Un tribunal de Delhi a annulé une audience prévue le 20 juillet 2026 dans l’affaire du meurtre de Shraddha Walkar, afin de permettre à l’accusé, Aaftab Amin Poonawala, de passer ses examens universitaires depuis sa cellule. Le juge Hargurvarinder Singh Jaggi, du tribunal de district de Saket, a accordé cette exemption pour que Poonawala puisse composer son examen final de Master en sociologie de l’Université nationale ouverte Indira Gandhi (IGNOU), prévu entre 14h00 et 17h00 au centre d’examen situé dans la prison centrale n° 03 de Tihar.
Un procès marqué par des lenteurs judiciaires
Le procès de Aaftab Amin Poonawala s’étire depuis plus de trois ans, malgré la gravité des faits. L’enquête a débuté avec l’enregistrement d’une plainte le 10 novembre 2022, mais les charges pour meurtre (section 302) et disparition de preuves (section 201) du Code pénal indien n’ont été formulées que le 9 mai 2023 par la juge Manisha Khurana Kakkar.

Bien que plus de 215 audiences aient eu lieu, la phase de présentation des preuves par l’accusation se poursuit. Le dossier est colossal, le rapport d’accusation comptant plus de 13 000 pages. Les sources indiquent que les contre-interrogatoires constituent l’un des principaux facteurs de retard ; à titre d’exemple, un agent de police a déjà fait l’objet de huit audiences distinctes de contre-interrogatoire, et le processus se poursuit encore.
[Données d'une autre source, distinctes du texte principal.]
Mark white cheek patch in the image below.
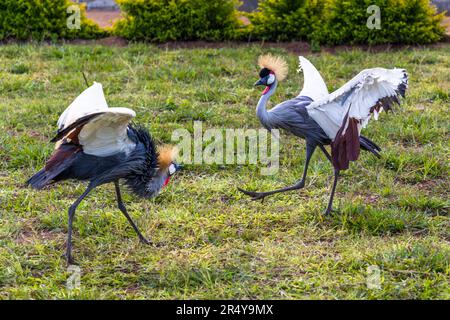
[169,163,177,175]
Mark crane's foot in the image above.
[238,187,270,202]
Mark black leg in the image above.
[114,181,151,244]
[325,169,339,215]
[66,184,96,264]
[238,144,316,200]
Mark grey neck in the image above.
[256,79,278,128]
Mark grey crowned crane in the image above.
[27,83,179,264]
[238,55,408,214]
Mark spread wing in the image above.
[307,68,408,140]
[298,56,328,101]
[52,83,136,157]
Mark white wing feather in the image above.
[306,68,408,140]
[298,56,328,101]
[57,82,136,157]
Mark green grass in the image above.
[0,45,450,299]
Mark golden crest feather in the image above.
[158,145,178,169]
[258,54,289,81]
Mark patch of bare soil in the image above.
[86,9,122,28]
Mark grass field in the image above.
[0,45,450,299]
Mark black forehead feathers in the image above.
[259,68,270,78]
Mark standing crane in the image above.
[238,55,408,214]
[27,83,179,264]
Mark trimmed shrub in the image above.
[0,0,105,41]
[247,0,327,41]
[316,0,444,45]
[113,0,241,42]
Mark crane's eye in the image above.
[169,163,177,176]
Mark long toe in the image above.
[238,187,265,200]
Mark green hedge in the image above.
[247,0,327,41]
[0,0,105,41]
[315,0,445,45]
[113,0,241,42]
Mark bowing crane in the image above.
[238,55,408,214]
[27,83,179,264]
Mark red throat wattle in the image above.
[163,177,170,187]
[262,86,270,95]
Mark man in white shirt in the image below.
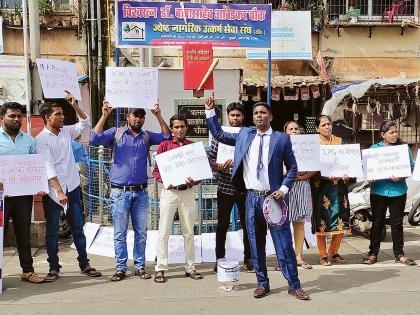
[205,97,309,300]
[35,94,102,282]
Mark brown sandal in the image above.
[44,270,59,282]
[331,253,346,264]
[153,271,166,283]
[319,257,331,266]
[111,270,126,282]
[20,271,45,283]
[134,268,152,280]
[185,270,203,280]
[362,255,378,265]
[81,265,102,278]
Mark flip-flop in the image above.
[111,270,126,282]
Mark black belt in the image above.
[248,189,271,197]
[111,184,147,191]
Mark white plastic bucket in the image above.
[217,258,239,282]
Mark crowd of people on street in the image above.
[0,94,416,300]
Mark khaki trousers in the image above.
[155,188,196,272]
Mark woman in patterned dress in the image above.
[312,115,350,266]
[275,121,316,270]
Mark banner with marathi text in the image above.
[116,0,271,48]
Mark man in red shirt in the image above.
[153,114,203,283]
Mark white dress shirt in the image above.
[206,109,289,194]
[35,117,91,203]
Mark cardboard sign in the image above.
[36,59,82,101]
[362,144,411,180]
[320,144,363,177]
[168,235,203,264]
[105,67,159,108]
[156,142,213,188]
[413,150,420,182]
[182,44,214,90]
[217,126,241,164]
[290,135,321,172]
[0,154,49,197]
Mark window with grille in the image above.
[0,0,22,9]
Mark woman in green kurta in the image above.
[312,115,350,266]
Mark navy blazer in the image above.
[207,116,297,191]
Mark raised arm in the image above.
[151,103,171,135]
[204,95,239,146]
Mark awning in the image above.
[322,77,420,115]
[243,69,327,88]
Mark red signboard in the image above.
[182,44,214,90]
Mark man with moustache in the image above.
[209,102,255,272]
[35,92,102,282]
[205,96,309,300]
[0,102,44,283]
[91,101,171,281]
[153,114,203,283]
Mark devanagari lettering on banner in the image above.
[362,144,411,180]
[216,126,241,164]
[36,59,82,101]
[0,154,48,197]
[290,135,321,172]
[320,144,363,177]
[156,142,213,188]
[105,67,159,108]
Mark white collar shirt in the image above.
[35,117,91,203]
[244,127,273,191]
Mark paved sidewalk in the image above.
[0,227,420,315]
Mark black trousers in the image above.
[369,194,407,258]
[4,196,34,272]
[216,190,251,263]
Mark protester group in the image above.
[0,94,416,300]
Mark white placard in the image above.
[36,59,82,101]
[168,235,203,264]
[320,144,363,177]
[70,222,101,251]
[413,150,420,182]
[87,227,115,257]
[246,11,312,60]
[156,142,213,188]
[146,230,159,262]
[362,144,411,180]
[217,126,241,164]
[0,191,5,295]
[290,135,321,172]
[0,154,48,197]
[105,67,159,108]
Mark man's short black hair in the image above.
[0,102,25,117]
[169,114,188,128]
[39,102,63,124]
[226,102,245,115]
[127,108,146,117]
[252,102,272,114]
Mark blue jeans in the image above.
[42,187,89,272]
[110,188,149,271]
[246,191,301,290]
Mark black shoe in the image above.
[244,263,255,273]
[254,285,270,299]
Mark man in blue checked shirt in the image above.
[91,101,171,281]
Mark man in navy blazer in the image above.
[205,97,309,300]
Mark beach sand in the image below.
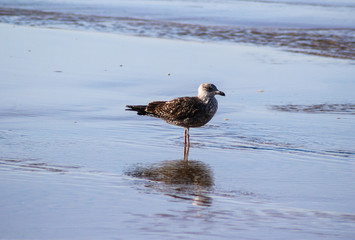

Une série de concessions accordées à l’accusé
L’annulation de l’audience du 20 juillet s’inscrit dans un schéma où les besoins personnels de l’accusé semblent primer sur la célérité du procès. Selon une enquête de NDTV basée sur les dossiers judiciaires, d’autres reports ont déjà été accordés :
- Une audience a été reportée il y a dix mois pour un rendez-vous dentaire.
- Le tribunal a également accédé à une demande de consultation psychiatrique.
La détresse d’une famille sans justice
Pour la famille de Shraddha Walkar, l’attente est devenue insupportable. Vikas Walkar, le père de la victime, est décédé en février 2025 sans avoir vu le jugement de sa fille. Sa grand-mère est également décédée pendant la durée du procès.

Rajal Naik, la tante de Shraddha, qui voyage depuis Mumbai vers Delhi pour chaque audience, a exprimé son indignation face aux concessions accordées à Poonawala. Elle a notamment déploré que le corps de Shraddha n’ait toujours pas été restitué pour les rites funéraires, les restes récupérés lors de l’enquête étant toujours conservés comme preuves. Mme Naik a également affirmé que l’accusé ne montre aucun remords, entrant et sortant du tribunal avec le sourire.
Rajat Shukla, un ami de la victime, a qualifié la situation de “honteuse”, rappelant la brutalité du crime. Il a critiqué le fait que le système judiciaire accorde une attention particulière au stress mental de l’accusé durant ses examens alors que la famille de la victime attend toujours justice.
Rappel des faits et procédure
Aaftab Amin Poonawala est accusé d’avoir étranglé sa partenaire, Shraddha Walkar, environ six mois avant son arrestation le 12 novembre 2022. Selon l’acte d’accusation, il aurait découpé le corps de la victime en 35 morceaux, les dispersant ensuite dans différentes zones de la capitale.
L’enregistrement des preuves de l’accusation doit reprendre le 21 juillet 2026 à 14h00, tandis que les autres dates précédemment fixées pour le procès restent inchangées.